Derrick Campana was a newcomer to human prosthetics about a dozen years ago when he met a holistic veterinarian. She asked him to make a prosthetic limb for her dog. He wasn’t exactly sure how it would go, but he said he would try. What ended up being a strange request turned into a career- and life-changing moment for Campana. He began expanding to include more animal clients, but it wasn’t easy-going in the beginning. Back then, veterinarians thought animal prosthetics were a completely eccentric idea. In an interview with Mother Nature Network, he said:
“Prosthetics was such a bad word back in the day. Vets didn’t want to take away surgeries, and didn’t know much about them […] They did a lot of high-level amputations. Traditionally, vets would take the entire leg even if it was just a problem with the toe.”
Things slowly began to change, however, when he began spreading the word in veterinary offices and online. Pet owners soon realized they had another, perhaps better, option when it came to their pets. Instead of expensive surgeries and/or full amputations, they could give prosthetics a try and hope for a better quality of life for their pets. Braces could help heal problems or prevent them from worsening and prosthetics would often allow pets to keep their limb(s). This exploded into Campana’s amazing company: Animal Ortho Care, LLC. His goal is to provide the best alternatives to amputation.
In the last few years, Campana has developed an at-home kit that allows pet owners to create casts of their pet’s affected limb(s) at home, with or without the help of a veterinarian. The materials come with instructions and a step-by-step video and once you’ve created the cast, you send it to Animal Ortho Care and get a prosthetic in return. Campana says he sends the kits all over the world and is able to help animals without ever seeing them.

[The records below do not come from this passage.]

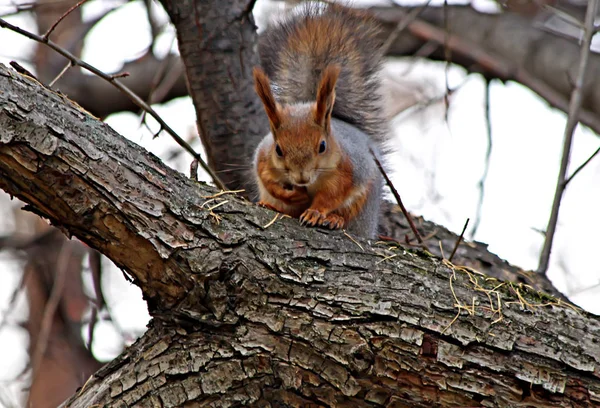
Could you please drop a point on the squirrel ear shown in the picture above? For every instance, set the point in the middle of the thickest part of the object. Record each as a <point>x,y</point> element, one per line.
<point>326,96</point>
<point>263,89</point>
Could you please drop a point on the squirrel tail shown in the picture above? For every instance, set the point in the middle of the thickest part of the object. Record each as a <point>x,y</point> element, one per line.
<point>296,51</point>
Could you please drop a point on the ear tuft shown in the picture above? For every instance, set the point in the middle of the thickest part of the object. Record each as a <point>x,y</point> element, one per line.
<point>262,86</point>
<point>326,96</point>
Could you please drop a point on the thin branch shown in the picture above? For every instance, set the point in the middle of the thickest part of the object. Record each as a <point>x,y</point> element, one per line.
<point>60,74</point>
<point>50,309</point>
<point>585,163</point>
<point>458,241</point>
<point>128,92</point>
<point>572,121</point>
<point>57,22</point>
<point>399,201</point>
<point>488,154</point>
<point>499,66</point>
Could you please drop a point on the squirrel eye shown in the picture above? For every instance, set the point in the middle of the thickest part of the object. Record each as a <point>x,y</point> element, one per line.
<point>278,150</point>
<point>322,146</point>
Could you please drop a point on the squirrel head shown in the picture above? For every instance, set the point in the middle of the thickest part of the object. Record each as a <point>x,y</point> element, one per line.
<point>303,148</point>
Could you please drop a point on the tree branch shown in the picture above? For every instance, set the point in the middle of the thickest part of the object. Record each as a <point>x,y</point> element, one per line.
<point>232,300</point>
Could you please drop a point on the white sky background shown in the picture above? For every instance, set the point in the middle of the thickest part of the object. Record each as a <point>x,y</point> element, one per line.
<point>437,166</point>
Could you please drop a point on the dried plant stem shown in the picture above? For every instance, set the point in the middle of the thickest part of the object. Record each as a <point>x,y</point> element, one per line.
<point>399,201</point>
<point>459,240</point>
<point>124,89</point>
<point>572,120</point>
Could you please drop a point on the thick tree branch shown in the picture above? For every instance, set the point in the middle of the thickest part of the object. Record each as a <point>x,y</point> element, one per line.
<point>217,43</point>
<point>284,313</point>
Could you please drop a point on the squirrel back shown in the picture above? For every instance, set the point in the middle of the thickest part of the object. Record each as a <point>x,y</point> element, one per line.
<point>321,94</point>
<point>296,51</point>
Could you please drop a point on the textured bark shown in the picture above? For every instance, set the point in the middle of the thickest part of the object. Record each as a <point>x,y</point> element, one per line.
<point>217,40</point>
<point>280,314</point>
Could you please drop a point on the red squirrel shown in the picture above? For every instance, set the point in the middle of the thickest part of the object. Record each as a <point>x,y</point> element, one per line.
<point>321,94</point>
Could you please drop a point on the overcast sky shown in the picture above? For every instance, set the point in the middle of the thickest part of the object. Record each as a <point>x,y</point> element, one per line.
<point>437,166</point>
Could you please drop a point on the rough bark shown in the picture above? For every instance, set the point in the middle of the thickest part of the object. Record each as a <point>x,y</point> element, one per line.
<point>217,40</point>
<point>282,314</point>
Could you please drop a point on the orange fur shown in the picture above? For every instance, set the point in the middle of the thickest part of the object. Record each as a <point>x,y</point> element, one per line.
<point>304,183</point>
<point>299,131</point>
<point>262,85</point>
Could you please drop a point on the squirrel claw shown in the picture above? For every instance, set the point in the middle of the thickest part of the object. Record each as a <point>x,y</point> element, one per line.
<point>311,217</point>
<point>267,205</point>
<point>316,218</point>
<point>333,221</point>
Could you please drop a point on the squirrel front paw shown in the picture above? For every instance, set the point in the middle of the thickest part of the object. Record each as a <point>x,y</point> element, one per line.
<point>314,218</point>
<point>267,205</point>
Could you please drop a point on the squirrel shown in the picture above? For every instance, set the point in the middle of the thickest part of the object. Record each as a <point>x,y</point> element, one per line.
<point>326,118</point>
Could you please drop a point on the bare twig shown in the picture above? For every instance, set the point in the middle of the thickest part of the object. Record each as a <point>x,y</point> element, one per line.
<point>128,92</point>
<point>57,22</point>
<point>399,201</point>
<point>458,241</point>
<point>499,66</point>
<point>572,121</point>
<point>488,154</point>
<point>585,163</point>
<point>60,74</point>
<point>50,309</point>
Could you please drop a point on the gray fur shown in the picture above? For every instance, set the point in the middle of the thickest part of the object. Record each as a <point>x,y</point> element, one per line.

In fact, he only sees about 20% of his patients in person. While the vast majority of his patients are of the canine variety, Campana has treated all sorts of species including elephants, ponies, deer, sheep, donkeys, goats, a llama and even a crane. There is truly no limit to the type of species Campana will attempt to treat and their stories are sometimes quite incredible. The two elephants he worked with in Thailand, Motala and Mosha, needed his prosthetics after they stepped on a landmine.
While he guarantees that the prosthetics will fit, he can’t guarantee that pets will enjoy them. Although many are successful, some pets just don’t want anything to do with their new aids. He says of his animal patients,
“It’s all over the board. Some get used to it right away; some never get used to it […] We can tell humans what to do, we can’t tell animals what to do. We never know how an animal is going to react.”
He says his own dog has a knee issue but is “the worst patient in the world,” so they manage it other ways. He notes that larger dogs seem to adapt better than smaller ones, likely due to the increased surface area for the device. Still, the benefits of trying a prosthetic quite often outweigh the disadvantages.
Campana estimates that he creates about 200 prosthetics a month and has done about 15,000-20,000 so far in his career. Ranging from $500-$1,200, they are often much cheaper than surgery and are generally much safer as well. More and more veterinarians are referring clients to him to keep animals out of highly invasive surgeries. “We’re completely changing the veterinary community as a whole, and obviously helping pets is what I want to do,” Campana says. “The more pets I can help without surgical intervention and giving pets more options to feel better is what we’re all about.”